Why not throw in some rusty metal scraps,
Or even some of your leftover food and soup?
Perhaps the copper will turn its green patina into jade,
And on the tin can rust will bloom into peach blossoms;
Then let grease weave a layer of silk brocade,
And germs brew out colored clouds.
Let the dead water ferment into a ditch of green wine,
Filled with the floating pearllike white foam,
The laughter of small pearls turning into large pearls
Only to be pierced when gnats come to steal the wine.
Thus, a ditch of hopelessly dead water
May yet claim some small measure of splendor.

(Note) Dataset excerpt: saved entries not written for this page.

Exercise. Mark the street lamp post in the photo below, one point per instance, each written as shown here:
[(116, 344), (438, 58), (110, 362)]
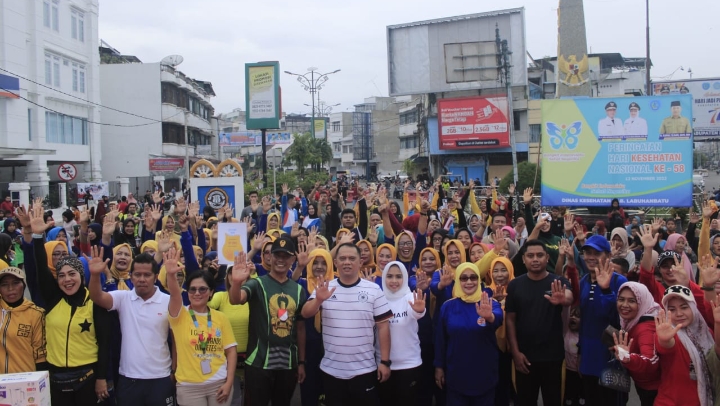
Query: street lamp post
[(312, 82)]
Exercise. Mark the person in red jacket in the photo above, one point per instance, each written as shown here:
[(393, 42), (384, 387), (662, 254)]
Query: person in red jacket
[(670, 268), (635, 344), (682, 338)]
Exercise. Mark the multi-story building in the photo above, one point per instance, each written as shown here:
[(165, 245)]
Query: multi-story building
[(51, 116), (156, 103), (340, 127)]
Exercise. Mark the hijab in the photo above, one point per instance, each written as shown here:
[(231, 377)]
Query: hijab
[(508, 266), (393, 254), (120, 276), (697, 340), (460, 247), (404, 288), (312, 282), (646, 304), (457, 288), (670, 246), (397, 245), (49, 247)]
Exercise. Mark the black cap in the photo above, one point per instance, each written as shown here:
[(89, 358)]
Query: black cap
[(283, 244)]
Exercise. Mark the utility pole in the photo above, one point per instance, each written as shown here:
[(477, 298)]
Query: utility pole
[(505, 68)]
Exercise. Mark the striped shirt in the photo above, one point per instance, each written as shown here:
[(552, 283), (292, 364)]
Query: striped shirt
[(348, 323)]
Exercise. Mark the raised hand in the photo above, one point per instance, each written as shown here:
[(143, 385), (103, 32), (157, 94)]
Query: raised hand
[(422, 280), (621, 343), (648, 236), (96, 264), (240, 271), (446, 278), (558, 293), (37, 223), (603, 274), (322, 290), (709, 271), (418, 302), (527, 196), (484, 308), (664, 330)]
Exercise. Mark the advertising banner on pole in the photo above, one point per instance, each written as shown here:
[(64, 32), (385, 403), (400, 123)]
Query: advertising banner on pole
[(473, 122), (706, 103), (638, 150), (320, 128), (262, 95)]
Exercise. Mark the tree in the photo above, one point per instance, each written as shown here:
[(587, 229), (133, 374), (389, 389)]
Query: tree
[(526, 178), (301, 152)]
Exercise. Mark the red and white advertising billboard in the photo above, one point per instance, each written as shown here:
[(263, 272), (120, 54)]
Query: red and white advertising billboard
[(473, 122)]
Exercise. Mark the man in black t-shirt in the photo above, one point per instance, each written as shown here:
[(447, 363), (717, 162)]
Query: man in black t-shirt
[(533, 309)]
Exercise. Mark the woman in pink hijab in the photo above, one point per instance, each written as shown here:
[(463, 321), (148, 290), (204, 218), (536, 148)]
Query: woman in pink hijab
[(635, 343), (677, 242)]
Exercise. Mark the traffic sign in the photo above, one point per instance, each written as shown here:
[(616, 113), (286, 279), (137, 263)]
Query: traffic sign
[(67, 172)]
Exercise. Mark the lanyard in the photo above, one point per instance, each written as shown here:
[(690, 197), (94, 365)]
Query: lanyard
[(203, 339)]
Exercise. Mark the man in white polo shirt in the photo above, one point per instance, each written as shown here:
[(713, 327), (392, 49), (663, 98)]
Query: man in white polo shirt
[(145, 360), (351, 308)]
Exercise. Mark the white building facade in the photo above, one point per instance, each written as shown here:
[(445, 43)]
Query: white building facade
[(53, 117)]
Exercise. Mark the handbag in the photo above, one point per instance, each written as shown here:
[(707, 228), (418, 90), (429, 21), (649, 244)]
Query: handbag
[(71, 381), (615, 377)]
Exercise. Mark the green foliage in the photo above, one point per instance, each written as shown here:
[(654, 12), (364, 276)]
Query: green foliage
[(526, 177)]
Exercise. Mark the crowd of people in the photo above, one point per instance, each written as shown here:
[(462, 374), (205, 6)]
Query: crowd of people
[(447, 299)]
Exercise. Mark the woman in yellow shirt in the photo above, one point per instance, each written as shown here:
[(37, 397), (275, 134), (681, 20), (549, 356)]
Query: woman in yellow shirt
[(206, 347), (239, 318)]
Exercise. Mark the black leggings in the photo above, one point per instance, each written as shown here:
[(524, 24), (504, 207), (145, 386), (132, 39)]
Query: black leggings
[(401, 388)]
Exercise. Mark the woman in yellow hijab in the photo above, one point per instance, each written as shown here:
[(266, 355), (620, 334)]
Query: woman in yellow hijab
[(55, 250), (502, 272), (465, 339), (320, 265)]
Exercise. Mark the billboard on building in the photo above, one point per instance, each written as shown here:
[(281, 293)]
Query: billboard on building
[(638, 150), (455, 53), (262, 95), (253, 138), (473, 122), (706, 103)]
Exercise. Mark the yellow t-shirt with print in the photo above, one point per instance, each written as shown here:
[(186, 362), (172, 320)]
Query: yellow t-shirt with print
[(191, 358)]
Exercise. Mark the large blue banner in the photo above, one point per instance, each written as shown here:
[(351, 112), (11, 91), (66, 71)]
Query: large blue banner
[(638, 150)]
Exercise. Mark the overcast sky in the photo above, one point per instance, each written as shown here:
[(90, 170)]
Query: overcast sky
[(217, 37)]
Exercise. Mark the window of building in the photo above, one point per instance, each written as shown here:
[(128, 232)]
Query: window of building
[(408, 117), (55, 16), (535, 133), (46, 14), (62, 129), (77, 25), (48, 70)]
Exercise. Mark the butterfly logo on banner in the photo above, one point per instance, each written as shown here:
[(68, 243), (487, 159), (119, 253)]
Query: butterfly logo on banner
[(564, 135)]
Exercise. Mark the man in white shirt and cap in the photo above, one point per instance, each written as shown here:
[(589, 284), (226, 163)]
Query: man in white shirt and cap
[(610, 126), (635, 125)]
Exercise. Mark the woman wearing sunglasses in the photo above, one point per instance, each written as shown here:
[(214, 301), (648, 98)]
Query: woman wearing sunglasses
[(465, 338), (206, 353)]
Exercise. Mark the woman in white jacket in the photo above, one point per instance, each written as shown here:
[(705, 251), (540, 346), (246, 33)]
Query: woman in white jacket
[(407, 308)]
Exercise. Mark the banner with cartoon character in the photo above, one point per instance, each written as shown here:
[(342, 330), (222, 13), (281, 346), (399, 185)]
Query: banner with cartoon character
[(635, 149)]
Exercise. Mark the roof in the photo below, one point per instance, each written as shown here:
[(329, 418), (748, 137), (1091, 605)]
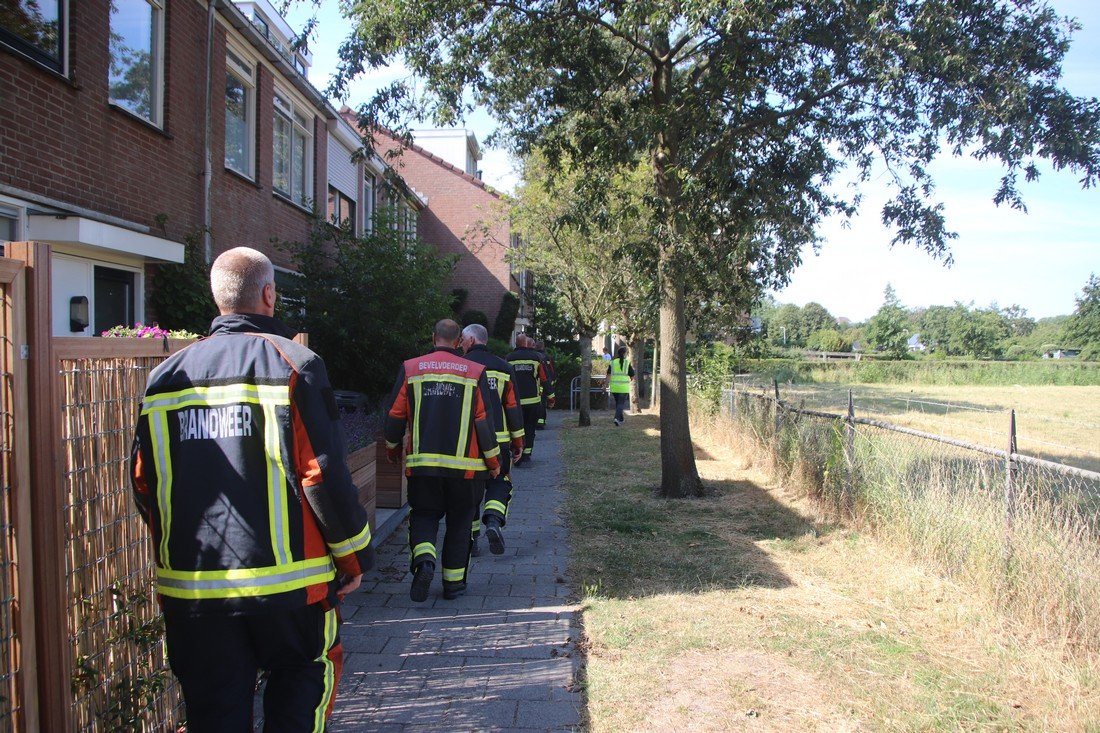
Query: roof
[(350, 117)]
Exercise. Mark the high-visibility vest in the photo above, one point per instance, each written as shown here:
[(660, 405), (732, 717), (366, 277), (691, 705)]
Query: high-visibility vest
[(620, 376)]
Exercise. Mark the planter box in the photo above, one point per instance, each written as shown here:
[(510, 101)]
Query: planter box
[(362, 465), (393, 485)]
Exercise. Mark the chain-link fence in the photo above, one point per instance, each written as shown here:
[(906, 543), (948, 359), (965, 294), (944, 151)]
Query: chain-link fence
[(1023, 528), (120, 677)]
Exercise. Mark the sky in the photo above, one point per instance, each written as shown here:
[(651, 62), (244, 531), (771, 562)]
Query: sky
[(1038, 260)]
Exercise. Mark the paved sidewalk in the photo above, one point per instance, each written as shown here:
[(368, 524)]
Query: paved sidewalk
[(498, 658)]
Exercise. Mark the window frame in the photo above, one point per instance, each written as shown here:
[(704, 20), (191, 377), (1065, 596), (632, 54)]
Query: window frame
[(300, 119), (156, 97), (244, 73), (36, 55)]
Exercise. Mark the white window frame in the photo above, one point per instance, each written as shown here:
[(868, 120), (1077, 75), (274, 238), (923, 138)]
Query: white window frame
[(300, 119), (237, 65), (156, 98)]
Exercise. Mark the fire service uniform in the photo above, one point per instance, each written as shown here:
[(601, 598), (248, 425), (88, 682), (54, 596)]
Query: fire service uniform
[(440, 409)]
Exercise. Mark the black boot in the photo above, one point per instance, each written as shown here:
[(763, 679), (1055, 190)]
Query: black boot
[(421, 580), (495, 535)]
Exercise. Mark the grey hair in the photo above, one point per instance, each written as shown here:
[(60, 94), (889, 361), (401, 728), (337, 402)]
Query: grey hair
[(477, 332), (238, 279)]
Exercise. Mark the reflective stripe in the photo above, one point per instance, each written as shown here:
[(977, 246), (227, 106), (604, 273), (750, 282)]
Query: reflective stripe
[(424, 548), (276, 489), (438, 460), (417, 379), (355, 544), (417, 398), (219, 395), (244, 581), (330, 675), (468, 400), (162, 460)]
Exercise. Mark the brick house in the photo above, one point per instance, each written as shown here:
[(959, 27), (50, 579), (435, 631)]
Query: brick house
[(463, 216), (127, 129)]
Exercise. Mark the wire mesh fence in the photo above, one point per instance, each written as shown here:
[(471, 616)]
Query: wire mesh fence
[(1023, 528), (120, 677)]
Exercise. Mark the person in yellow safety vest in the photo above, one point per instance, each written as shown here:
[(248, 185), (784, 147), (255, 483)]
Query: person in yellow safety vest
[(508, 423), (440, 411), (530, 382), (619, 373), (238, 468)]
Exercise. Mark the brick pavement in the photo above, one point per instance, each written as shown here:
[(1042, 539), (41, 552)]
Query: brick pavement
[(499, 658)]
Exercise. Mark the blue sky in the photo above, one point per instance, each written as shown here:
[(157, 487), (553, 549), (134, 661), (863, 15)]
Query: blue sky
[(1038, 260)]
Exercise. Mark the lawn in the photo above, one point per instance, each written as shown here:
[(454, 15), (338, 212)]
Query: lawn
[(749, 610)]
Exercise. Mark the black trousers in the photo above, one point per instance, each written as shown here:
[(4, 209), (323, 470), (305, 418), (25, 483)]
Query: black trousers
[(217, 658), (431, 499), (530, 422), (496, 493)]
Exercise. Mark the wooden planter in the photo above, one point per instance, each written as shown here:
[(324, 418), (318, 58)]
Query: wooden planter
[(362, 465), (393, 487)]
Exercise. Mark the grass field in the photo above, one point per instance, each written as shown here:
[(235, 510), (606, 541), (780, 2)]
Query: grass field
[(1056, 423), (749, 610)]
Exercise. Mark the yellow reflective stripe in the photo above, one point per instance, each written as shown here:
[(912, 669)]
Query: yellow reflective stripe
[(162, 461), (468, 398), (417, 400), (441, 378), (239, 582), (355, 544), (276, 489), (330, 675), (424, 548), (221, 394), (438, 460)]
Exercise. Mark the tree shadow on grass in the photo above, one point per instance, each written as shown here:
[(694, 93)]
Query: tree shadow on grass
[(629, 543)]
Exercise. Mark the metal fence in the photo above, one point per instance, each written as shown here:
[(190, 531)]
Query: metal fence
[(1023, 527)]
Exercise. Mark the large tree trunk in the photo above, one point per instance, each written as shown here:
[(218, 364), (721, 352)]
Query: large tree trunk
[(585, 396), (638, 359), (679, 474)]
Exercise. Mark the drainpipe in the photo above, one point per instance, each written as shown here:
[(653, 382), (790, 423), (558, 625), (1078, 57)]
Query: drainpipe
[(207, 166)]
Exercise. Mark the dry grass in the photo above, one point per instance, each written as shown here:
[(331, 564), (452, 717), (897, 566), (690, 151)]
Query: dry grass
[(750, 610)]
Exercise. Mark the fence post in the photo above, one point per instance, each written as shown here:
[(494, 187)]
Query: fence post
[(849, 450), (1010, 489), (779, 415)]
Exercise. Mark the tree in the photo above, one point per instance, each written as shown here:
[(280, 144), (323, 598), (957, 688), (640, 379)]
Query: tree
[(887, 331), (367, 303), (1082, 329), (746, 113)]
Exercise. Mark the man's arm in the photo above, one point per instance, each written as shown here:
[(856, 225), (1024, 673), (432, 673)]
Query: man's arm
[(320, 461)]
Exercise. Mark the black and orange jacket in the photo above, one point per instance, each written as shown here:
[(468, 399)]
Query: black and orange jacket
[(504, 408), (530, 375), (238, 468), (440, 407)]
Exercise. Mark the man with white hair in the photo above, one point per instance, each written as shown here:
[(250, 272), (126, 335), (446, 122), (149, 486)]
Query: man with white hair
[(508, 425), (239, 471)]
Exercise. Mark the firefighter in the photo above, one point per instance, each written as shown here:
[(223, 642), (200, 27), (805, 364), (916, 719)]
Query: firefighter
[(238, 468), (619, 373), (530, 383), (508, 423), (440, 408), (548, 394)]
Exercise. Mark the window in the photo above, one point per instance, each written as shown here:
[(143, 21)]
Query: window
[(240, 130), (341, 208), (35, 29), (293, 152), (136, 41)]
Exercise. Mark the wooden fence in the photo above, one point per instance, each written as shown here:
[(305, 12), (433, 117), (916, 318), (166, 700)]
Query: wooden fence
[(80, 634)]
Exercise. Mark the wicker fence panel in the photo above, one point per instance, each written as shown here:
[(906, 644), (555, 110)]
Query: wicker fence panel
[(120, 676)]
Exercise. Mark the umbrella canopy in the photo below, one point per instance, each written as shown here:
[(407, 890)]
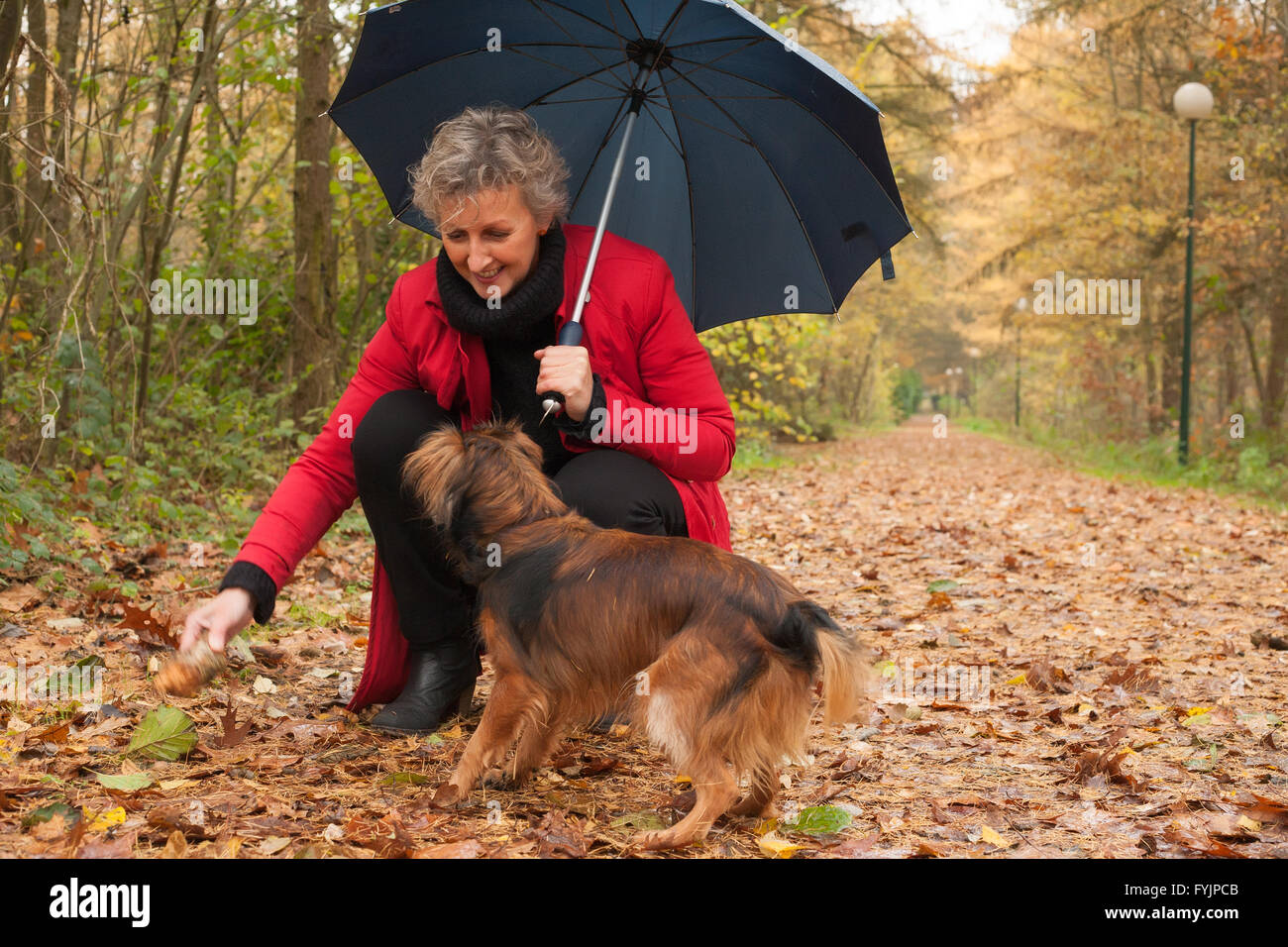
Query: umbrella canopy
[(756, 170)]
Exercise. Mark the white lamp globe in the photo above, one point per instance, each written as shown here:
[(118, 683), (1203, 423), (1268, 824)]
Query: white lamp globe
[(1193, 101)]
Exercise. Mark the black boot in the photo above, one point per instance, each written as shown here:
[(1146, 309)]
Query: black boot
[(439, 684)]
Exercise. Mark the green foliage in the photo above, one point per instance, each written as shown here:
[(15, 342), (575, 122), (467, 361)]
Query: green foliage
[(907, 393)]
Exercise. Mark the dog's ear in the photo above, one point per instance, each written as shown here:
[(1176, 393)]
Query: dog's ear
[(436, 474)]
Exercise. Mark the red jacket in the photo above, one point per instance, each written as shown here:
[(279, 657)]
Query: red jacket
[(643, 347)]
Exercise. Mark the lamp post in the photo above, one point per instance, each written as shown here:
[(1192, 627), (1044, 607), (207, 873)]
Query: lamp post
[(1020, 305), (1193, 101), (973, 354)]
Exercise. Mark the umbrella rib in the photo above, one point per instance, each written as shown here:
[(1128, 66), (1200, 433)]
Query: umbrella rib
[(599, 151), (815, 116), (661, 129), (561, 26), (476, 52), (781, 185), (580, 76), (694, 218)]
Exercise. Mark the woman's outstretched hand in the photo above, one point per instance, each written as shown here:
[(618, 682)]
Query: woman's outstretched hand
[(222, 617)]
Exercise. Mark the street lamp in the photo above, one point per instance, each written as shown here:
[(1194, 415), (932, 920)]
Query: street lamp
[(1020, 305), (1193, 101)]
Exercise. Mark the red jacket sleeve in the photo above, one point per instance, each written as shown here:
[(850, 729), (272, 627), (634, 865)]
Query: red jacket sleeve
[(320, 486), (692, 438)]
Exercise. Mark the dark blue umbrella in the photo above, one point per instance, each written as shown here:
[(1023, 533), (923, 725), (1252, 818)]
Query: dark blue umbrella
[(768, 184)]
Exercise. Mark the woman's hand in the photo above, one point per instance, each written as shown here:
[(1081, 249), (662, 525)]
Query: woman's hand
[(566, 368), (223, 617)]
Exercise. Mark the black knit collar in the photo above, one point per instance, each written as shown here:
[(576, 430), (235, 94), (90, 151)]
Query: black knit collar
[(523, 312)]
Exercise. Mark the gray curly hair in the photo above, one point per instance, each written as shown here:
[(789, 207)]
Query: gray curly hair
[(488, 149)]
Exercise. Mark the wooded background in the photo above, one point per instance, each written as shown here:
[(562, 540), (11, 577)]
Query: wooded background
[(142, 140)]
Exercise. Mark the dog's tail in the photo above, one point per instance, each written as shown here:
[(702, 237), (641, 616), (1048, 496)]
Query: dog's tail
[(811, 638)]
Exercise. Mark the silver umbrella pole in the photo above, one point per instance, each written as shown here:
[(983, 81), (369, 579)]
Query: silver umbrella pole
[(571, 333)]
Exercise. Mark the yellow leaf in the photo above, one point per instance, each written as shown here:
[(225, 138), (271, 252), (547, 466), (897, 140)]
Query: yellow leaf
[(993, 838), (776, 847), (104, 821)]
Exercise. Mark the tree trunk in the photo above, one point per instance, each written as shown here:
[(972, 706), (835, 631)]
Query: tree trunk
[(316, 287), (11, 18)]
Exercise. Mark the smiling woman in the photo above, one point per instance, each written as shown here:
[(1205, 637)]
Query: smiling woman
[(471, 335), (498, 166)]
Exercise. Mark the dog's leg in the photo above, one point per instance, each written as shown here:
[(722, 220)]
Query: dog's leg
[(760, 797), (535, 746), (510, 701), (716, 791)]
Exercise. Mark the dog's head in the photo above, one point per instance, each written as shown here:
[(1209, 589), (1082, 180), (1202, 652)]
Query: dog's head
[(476, 483)]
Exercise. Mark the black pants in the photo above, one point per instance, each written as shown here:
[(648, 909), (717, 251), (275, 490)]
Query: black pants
[(609, 487)]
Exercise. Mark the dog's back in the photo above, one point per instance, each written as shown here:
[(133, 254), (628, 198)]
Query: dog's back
[(713, 655)]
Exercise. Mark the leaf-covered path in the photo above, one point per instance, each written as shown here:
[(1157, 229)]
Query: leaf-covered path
[(1070, 667)]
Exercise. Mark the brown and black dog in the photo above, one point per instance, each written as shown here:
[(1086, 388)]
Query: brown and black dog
[(713, 655)]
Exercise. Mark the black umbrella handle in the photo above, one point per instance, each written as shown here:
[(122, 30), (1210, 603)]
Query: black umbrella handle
[(568, 335)]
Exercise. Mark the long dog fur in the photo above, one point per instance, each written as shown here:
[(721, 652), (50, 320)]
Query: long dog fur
[(712, 654)]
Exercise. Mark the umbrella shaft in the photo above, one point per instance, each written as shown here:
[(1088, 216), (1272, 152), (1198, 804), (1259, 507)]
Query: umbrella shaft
[(608, 202)]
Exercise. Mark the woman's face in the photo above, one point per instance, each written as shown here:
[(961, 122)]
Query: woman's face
[(501, 236)]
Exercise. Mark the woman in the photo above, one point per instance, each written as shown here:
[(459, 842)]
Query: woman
[(469, 335)]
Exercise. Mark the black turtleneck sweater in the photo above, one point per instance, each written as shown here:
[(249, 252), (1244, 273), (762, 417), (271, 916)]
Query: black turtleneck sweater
[(522, 322), (511, 330)]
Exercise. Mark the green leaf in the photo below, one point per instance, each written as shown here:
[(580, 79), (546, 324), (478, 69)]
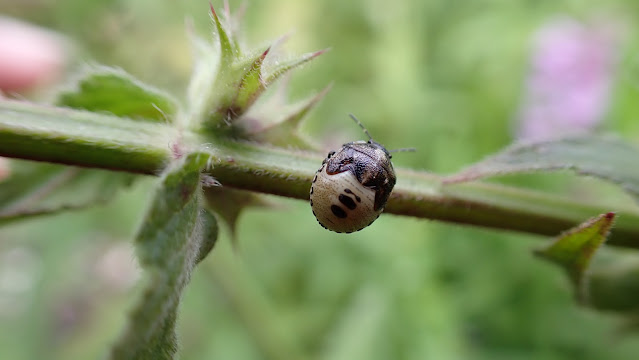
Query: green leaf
[(279, 121), (228, 46), (574, 249), (605, 157), (174, 236), (283, 67), (251, 86), (35, 188), (113, 91)]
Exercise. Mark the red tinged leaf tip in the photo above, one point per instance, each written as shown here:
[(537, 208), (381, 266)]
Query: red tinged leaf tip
[(265, 53), (213, 13)]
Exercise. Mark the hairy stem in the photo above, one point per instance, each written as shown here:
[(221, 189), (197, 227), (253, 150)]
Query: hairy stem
[(80, 138)]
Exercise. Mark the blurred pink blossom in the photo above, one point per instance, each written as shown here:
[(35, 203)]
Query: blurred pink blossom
[(572, 69), (30, 56)]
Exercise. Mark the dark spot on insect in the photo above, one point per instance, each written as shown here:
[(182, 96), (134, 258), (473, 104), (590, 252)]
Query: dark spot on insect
[(348, 191), (338, 211), (347, 201)]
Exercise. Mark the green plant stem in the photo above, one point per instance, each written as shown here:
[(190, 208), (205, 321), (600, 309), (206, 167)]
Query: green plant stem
[(80, 138)]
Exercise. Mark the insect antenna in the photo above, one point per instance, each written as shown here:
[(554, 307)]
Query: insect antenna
[(361, 125), (403, 150)]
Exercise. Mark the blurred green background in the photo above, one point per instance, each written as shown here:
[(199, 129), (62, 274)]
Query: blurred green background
[(444, 76)]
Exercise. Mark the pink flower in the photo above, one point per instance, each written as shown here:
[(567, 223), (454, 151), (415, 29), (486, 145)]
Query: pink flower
[(571, 74), (30, 57)]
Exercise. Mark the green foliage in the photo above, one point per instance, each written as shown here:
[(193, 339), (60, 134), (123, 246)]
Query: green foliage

And if the frogs cannot bear the loneliness,
Let the dead water burst into song.
This is a ditch of hopelessly dead water,
A place where beauty can never live.
Might as well let vice cultivate it,
And see what kind of world it can create.
Perhaps you are indeed too wearied from too much weeping.
Perhaps, perhaps you wish to fall asleep now.
Then ask the night owl not to cough,
The frogs not to croak and bats not to fly.
Let no sunshine pierce your eyelids,
Let no clear winds touch your brows,
And whoever he may be, let him not startle you.
With an umbrella of pine I shall guard your sleep.
Perhaps you hear earthworms turning the soil,
The grass roots sucking water.
Perhaps the music you hear now
Is lovelier than men’s cursing voices.
Close tight your eyes then,
I shall let you sleep, let you sleep.
I’ll gently cover you with yellow earth
And ask the ashes of paper money to rise slowly.
I do not deceive you when I say I am no poet,
Even though I love the integrity of the white rocks,
The green pines and the vast sea, the sunset on the crow’s back,
The twilight woven with the wings of bats.
You know that I love heroes and tall mountains.
I love, too, the national flag outspread in the breeze,
The chrysanthemums colored from soft yellow to antique bronze.
But remember that my food is a pot of bitter tea!
And there is another “I.” Will you be afraid to know it?
The flylike thought crawling in the garbage can!